The quality of the production on all segments is quite amazing for a direct to video production. Almost all of the shots in each segment are animated at 24 frames per second, the same as big budget Disney films. In most anime you're lucky if you get 8 frames per second of animation. Almost every shot is incredibly fluid and detailed. The subject matter, while reasonable commercial for most of its length, isn't exactly what you'd equate with box office success especially when you view the entire film from start to finish. A lot of the films are rather abstract and even quite arty. You have to wonder why and how this film got the green light. However projects such as this weren't so uncommon in the 1980's. Films such as "Angel's Egg", "Labyrinth Tales (aka Manie-Manie or Neo Tokyo)" and others were being made and sat alongside more commercial fare. The entire soundtrack for the film is also a highlight. Joe Hisaishi, who has scored all of Hayao Miyazaki's films, wrote the music for all of the segments except "Cloud". Though all synthesiser based, the music is quite amazing and fits all of the pieces quite well and gives the entire film a coherency.

While the old Streamline pictures versions had some segments reordered (according to Carl Macek this was due to the fact there would be fewer reels for the US 35mm prints, something which he never explained until 2010, the changed order baffling anime fans for years). That version also omitted some of the closing credit animation/stills (as to remove the kanji credits, the Japanese end credits do appear as a bonus on the US Laserdisc). For the first time, in English language versions at least, the Eastern Star/Discotek version restores these parts as well having proper translated English subtitles (the out of print Korean and Japanese DVD versions only had “dubtitles”).
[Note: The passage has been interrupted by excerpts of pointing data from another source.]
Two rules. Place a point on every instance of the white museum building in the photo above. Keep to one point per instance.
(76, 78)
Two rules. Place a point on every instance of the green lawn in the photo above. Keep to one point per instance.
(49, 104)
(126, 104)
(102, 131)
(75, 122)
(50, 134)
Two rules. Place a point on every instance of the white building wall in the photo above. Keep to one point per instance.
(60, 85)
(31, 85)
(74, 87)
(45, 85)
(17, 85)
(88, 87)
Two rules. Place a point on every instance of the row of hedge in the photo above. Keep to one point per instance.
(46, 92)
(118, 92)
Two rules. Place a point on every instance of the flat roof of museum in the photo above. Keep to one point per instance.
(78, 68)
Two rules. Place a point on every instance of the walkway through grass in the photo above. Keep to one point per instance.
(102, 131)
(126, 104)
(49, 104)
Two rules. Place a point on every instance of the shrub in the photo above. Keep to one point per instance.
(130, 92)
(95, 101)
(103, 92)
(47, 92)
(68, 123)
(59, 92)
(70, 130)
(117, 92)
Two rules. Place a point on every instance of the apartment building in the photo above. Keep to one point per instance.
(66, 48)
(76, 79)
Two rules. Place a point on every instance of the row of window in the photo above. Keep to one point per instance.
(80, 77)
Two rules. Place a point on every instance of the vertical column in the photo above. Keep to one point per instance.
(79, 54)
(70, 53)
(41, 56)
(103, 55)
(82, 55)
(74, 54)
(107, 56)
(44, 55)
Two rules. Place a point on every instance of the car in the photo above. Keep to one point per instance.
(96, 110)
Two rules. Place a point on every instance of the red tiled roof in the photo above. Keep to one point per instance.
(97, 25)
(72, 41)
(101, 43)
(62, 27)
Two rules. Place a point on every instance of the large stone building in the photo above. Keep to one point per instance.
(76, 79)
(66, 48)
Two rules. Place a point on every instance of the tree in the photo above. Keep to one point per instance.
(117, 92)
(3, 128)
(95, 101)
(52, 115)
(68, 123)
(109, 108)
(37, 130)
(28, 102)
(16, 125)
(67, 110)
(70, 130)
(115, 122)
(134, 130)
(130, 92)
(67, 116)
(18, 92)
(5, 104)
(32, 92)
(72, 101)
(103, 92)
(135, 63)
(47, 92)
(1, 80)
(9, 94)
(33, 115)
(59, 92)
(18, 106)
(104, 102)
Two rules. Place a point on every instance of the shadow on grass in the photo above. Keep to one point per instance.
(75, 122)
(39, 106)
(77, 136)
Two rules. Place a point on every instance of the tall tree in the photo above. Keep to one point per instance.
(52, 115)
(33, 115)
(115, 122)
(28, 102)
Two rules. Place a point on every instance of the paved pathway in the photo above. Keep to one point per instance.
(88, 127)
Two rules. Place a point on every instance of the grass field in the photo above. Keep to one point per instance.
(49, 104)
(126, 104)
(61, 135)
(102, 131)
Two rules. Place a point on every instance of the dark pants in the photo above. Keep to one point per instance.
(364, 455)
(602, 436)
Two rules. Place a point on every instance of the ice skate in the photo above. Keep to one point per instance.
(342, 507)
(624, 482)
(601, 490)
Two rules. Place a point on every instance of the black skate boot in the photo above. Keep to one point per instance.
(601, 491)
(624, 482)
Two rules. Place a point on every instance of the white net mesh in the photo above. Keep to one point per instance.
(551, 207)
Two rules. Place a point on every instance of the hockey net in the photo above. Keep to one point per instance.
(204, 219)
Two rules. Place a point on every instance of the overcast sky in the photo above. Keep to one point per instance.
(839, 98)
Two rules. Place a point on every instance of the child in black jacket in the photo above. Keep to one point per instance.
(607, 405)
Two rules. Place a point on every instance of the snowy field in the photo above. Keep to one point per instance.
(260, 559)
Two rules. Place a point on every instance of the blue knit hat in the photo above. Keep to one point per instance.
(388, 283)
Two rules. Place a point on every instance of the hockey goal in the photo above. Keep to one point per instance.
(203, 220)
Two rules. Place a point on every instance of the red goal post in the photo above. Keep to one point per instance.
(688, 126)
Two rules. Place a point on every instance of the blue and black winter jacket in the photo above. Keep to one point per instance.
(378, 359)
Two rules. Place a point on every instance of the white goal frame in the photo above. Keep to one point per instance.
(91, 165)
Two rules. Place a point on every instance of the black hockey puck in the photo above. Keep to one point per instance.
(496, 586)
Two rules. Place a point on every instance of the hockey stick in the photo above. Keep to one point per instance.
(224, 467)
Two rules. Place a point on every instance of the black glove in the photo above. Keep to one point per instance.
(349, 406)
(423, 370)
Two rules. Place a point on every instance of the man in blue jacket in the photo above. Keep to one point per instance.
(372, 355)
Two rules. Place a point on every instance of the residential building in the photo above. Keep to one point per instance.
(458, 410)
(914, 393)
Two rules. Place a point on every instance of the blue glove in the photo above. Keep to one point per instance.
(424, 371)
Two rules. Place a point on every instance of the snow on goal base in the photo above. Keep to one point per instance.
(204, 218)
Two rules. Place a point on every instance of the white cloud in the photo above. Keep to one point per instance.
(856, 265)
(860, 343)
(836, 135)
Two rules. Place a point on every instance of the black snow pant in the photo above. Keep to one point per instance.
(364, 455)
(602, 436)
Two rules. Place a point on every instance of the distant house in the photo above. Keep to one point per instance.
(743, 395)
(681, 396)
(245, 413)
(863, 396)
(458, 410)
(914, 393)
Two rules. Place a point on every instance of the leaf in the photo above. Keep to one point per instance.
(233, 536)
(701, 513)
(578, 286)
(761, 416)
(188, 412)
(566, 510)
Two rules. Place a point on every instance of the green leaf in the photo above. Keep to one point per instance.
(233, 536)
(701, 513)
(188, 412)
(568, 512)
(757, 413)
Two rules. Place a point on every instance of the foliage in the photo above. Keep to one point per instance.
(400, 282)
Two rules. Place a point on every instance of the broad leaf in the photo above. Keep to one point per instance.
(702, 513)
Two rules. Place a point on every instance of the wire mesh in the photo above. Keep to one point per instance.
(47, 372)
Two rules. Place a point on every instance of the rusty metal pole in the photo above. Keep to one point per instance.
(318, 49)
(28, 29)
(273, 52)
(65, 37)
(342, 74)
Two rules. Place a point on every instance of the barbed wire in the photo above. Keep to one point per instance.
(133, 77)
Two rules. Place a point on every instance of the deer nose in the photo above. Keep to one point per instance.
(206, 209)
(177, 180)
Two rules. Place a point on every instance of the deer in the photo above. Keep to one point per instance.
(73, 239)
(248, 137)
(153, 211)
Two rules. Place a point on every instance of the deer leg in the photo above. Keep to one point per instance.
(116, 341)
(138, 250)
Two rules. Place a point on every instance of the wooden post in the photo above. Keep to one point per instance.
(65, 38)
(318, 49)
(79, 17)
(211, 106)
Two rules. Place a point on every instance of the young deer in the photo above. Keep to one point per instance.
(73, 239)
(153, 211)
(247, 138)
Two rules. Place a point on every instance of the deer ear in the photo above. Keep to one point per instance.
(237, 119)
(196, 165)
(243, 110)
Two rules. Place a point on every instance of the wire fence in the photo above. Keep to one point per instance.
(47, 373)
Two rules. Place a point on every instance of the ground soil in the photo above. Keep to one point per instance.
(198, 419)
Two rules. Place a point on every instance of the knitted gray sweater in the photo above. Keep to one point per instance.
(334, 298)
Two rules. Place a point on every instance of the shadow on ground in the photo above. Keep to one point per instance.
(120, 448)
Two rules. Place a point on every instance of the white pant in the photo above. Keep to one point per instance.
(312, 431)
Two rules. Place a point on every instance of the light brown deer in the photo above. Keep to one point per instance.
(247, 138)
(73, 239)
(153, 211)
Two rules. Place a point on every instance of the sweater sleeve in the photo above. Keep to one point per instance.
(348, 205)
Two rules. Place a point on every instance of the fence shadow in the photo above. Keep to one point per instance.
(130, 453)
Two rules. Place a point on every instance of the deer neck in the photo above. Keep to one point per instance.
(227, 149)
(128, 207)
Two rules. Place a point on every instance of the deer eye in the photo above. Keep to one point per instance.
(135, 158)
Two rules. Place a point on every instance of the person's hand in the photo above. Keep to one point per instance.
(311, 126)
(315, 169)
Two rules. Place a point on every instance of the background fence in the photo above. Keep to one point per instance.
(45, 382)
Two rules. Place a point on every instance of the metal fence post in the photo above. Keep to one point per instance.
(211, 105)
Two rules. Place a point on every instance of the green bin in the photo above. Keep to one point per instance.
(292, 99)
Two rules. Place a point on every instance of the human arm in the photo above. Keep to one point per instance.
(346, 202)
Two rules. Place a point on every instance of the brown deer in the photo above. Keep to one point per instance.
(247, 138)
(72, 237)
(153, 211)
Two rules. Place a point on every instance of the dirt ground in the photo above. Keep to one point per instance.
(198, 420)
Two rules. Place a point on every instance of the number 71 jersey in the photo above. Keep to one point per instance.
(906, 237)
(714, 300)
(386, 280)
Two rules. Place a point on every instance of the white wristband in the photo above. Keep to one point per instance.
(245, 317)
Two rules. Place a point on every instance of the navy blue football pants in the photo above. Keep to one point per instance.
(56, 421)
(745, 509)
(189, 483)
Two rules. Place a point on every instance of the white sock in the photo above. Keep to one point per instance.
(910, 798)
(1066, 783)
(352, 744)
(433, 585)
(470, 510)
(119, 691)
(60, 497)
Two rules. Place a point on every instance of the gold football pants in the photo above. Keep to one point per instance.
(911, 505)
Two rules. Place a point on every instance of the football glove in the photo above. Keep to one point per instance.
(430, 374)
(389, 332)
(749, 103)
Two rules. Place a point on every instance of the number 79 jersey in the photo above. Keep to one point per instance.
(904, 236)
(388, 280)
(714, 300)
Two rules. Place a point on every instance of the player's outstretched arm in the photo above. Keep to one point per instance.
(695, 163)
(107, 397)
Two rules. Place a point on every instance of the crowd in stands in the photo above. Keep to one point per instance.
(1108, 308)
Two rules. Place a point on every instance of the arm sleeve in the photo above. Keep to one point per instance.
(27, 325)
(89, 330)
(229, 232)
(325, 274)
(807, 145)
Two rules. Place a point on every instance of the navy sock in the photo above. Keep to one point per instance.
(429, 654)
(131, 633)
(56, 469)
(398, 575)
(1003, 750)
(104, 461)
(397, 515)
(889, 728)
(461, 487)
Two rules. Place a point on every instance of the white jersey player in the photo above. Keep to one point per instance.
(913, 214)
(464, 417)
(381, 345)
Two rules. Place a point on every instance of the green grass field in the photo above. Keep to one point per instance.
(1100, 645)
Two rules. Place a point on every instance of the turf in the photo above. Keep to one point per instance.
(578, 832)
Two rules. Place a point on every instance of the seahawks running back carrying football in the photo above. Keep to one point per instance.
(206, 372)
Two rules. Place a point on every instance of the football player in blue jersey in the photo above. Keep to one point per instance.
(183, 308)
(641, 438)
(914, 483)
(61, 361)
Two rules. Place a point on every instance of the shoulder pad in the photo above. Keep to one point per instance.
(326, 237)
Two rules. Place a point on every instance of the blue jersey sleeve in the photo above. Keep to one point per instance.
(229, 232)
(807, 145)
Unlike the Korean and Japanese DVD versions, this version is anamorphic widescreen, a first for this film. The original film was shot in open matte format, but unfortunately all DVD releases have been cropped for vista format (i.e. 16:9). Actually I’m pretty amazed at how Eastern Star/Discotek has handled the video, especially as it’s been sourced from poor composite video masters. It looks pretty darn amazing considering. Unfortunately like all DVD versions so far, a small segment at the end of "Presence", where the picture fades to black and the flapping of wings can be heard for 30 seconds afterward, is missing. Not sure why this is the case. I suspect it’s an error from the original mastering of the 2001 Japanese DVD which has carried on to all other versions.

"Robot Carnival" is an amazing film from an era of Japanese animation which we will probably never see the likes of again. Even though one or two of the shorts might be of lesser quality, the film as a whole package is pretty astounding. Besides Studio 4°C's small output, there are very few experimental films or even regular anime made now days that hasn't been thoroughly market researched and has planned otaku themed merchandise as a tie in. Also the animation quality in this film is absolutely amazing, even though filming artefacts are apparent throughout the film. In 2001 when Japanese studio A.P.P.P. made its debut into the US market with the label Super Techno Arts, it sourced ideas from American anime fans about which directors it should use for a planned sequel to the original film. Unfortunately it was never realised which I think is a real shame. While the Eastern Star/Discotek version doesn’t have the 100 page booklets about the making of the film like the old Japanese and Korean DVD versions, it’s still a worthwhile purchase as the video and subtitles are far superior to those versions. 8 out of 10.

Remaining Backlog: Seven series, 18 movies, five OVAs also waiting for second parts for two shows to be released before viewing them.